Although the pharmacodynamic effects should be correlated with toxicity, in our study, neither the pShift response nor the sorafenib dose at cycle 1 day 1 seemed to be predictive factors of toxicity or of sorafenib dose reduction events. This may be partly explained by the semi-quantitative nature of toxicity scales, which constitutes a challenge to find statistical associations. A similar explanation could apply to blood pressure changes as a potential predictive factor for antiangiogenic therapy (Ryanne Wu et al, 2009; Goodwin et al, 2010; Jubb and Harris, 2010; De Stefano et al, 2011; Rini et al, 2011). Although the largest published study on the association between blood pressure rise and clinical benefit is retrospective and not preplanned (Rini et al, 2011), a positive relationship has been suggested. Our data identified a trend, but it did not achieve statistical significance.

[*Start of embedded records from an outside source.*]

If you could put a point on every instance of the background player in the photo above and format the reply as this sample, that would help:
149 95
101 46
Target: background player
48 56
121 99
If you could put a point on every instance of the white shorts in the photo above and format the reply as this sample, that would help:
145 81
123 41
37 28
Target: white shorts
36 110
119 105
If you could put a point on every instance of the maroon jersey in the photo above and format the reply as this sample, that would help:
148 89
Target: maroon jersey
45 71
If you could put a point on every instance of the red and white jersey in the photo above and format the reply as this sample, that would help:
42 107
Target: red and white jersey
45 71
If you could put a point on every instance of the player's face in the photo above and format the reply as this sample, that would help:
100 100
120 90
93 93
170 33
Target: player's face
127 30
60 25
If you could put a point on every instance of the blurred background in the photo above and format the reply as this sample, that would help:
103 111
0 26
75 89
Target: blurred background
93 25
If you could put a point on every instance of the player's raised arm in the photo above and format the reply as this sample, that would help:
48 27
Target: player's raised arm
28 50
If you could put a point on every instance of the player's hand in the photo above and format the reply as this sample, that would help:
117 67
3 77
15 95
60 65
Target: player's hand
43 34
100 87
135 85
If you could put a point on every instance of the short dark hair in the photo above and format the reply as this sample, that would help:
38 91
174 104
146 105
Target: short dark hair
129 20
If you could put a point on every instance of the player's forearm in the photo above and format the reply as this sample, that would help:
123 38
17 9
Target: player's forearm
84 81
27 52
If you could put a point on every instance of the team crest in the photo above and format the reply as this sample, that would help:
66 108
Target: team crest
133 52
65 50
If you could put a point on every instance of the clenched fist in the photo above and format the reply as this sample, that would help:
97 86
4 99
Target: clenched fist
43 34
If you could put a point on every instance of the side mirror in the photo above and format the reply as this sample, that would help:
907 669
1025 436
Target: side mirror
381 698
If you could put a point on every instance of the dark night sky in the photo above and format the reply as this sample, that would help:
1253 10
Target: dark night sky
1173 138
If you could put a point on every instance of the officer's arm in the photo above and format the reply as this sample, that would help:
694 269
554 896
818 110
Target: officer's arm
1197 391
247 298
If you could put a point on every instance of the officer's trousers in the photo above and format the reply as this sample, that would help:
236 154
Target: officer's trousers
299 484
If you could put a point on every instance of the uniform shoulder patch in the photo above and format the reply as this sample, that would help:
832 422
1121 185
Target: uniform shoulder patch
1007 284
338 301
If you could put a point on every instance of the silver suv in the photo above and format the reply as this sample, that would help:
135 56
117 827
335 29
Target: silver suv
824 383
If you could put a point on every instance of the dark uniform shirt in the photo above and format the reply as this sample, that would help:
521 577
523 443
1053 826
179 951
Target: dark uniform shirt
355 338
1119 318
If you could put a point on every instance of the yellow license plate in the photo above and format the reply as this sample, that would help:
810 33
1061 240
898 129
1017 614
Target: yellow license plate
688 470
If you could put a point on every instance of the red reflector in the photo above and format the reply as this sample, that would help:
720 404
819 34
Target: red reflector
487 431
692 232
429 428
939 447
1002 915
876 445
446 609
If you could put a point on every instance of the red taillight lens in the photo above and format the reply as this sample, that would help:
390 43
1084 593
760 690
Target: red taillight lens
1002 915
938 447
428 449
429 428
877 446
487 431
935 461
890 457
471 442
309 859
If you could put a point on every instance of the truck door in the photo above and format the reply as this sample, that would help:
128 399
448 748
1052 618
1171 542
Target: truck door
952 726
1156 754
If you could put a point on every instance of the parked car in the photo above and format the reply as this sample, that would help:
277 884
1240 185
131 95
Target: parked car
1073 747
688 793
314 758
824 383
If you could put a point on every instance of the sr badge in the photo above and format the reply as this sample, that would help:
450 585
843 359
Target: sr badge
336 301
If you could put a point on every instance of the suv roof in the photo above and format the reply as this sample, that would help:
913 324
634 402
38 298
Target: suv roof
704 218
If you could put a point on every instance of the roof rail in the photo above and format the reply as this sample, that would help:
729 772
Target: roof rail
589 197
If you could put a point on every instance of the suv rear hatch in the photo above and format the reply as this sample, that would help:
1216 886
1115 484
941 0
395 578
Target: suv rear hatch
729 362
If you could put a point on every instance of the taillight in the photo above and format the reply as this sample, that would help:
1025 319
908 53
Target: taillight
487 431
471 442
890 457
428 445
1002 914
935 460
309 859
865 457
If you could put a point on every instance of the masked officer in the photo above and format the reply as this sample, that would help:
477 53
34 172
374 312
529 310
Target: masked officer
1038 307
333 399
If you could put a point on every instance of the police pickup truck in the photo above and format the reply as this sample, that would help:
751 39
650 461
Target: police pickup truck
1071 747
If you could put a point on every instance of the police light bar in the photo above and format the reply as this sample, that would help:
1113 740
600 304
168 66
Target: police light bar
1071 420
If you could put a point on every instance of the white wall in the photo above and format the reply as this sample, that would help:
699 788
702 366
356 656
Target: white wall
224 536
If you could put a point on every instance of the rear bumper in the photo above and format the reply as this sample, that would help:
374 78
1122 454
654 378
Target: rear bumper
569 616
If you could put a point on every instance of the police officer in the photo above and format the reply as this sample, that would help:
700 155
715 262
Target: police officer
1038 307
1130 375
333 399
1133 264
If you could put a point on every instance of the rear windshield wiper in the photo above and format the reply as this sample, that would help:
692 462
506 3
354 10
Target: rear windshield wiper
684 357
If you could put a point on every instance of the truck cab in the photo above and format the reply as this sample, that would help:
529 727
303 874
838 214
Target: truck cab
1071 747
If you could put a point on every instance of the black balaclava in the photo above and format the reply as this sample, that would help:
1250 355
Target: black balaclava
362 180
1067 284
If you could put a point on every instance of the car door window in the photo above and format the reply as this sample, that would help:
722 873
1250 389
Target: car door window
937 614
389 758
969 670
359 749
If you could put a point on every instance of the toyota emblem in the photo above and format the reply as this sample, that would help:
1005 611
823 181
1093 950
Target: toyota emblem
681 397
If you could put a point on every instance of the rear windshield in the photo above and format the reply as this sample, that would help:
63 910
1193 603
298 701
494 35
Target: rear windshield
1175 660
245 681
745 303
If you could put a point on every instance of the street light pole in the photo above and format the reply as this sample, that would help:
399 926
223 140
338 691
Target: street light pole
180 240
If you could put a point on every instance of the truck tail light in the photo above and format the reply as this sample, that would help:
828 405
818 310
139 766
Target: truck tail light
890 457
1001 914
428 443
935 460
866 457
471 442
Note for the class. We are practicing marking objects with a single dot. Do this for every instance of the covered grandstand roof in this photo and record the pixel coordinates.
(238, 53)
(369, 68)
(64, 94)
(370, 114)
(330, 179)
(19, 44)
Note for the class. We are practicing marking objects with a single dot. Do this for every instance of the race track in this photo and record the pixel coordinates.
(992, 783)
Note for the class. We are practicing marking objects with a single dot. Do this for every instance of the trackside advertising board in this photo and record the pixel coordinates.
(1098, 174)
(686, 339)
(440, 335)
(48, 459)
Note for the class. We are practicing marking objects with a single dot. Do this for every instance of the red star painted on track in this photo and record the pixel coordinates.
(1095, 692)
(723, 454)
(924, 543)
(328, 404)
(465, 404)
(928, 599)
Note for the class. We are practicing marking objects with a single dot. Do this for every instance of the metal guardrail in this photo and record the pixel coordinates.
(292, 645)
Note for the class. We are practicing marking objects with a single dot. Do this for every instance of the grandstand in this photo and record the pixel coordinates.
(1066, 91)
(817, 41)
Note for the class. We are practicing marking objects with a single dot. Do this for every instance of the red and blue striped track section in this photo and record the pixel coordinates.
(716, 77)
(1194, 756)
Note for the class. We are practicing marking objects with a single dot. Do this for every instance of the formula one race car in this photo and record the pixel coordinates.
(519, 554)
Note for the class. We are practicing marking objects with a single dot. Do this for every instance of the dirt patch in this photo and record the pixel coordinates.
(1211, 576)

The SORNET trial was terminated after 22 patients were enrolled due to the modest activity of the study combination of dose-titrated sorafenib with metronomic cyclophosphamide in indirect inter-trial comparisons. These include, for example, a large phase II trial of single-agent sorafenib at 400 mg b.i.d in 93 advanced NET patients in which an ORR of 10% was demonstrated (Hobday et al, 2007). The 5.3% obtained in the SORNET trial seemed insufficient to pursue the combination further without patient selection.

In conclusion, the pShift assay evaluating in vivo RAF signal transduction was associated with treatment efficacy in patients with NET treated with sorafenib plus cyclophosphamide. Pharmacodynamic assessment of treatment effect on a molecular target, such as pShift, may be a biomarker of sensitivity for sorafenib and other RAF inhibitors, and could potentially be utilised as a tool for patient selection. The current results must be interpreted with caution as they are based on the pharmacodynamic response observed in only a very limited sample size (n=6 patients with positive pShift). Further validation of the pShift assay in different tumour types is warranted.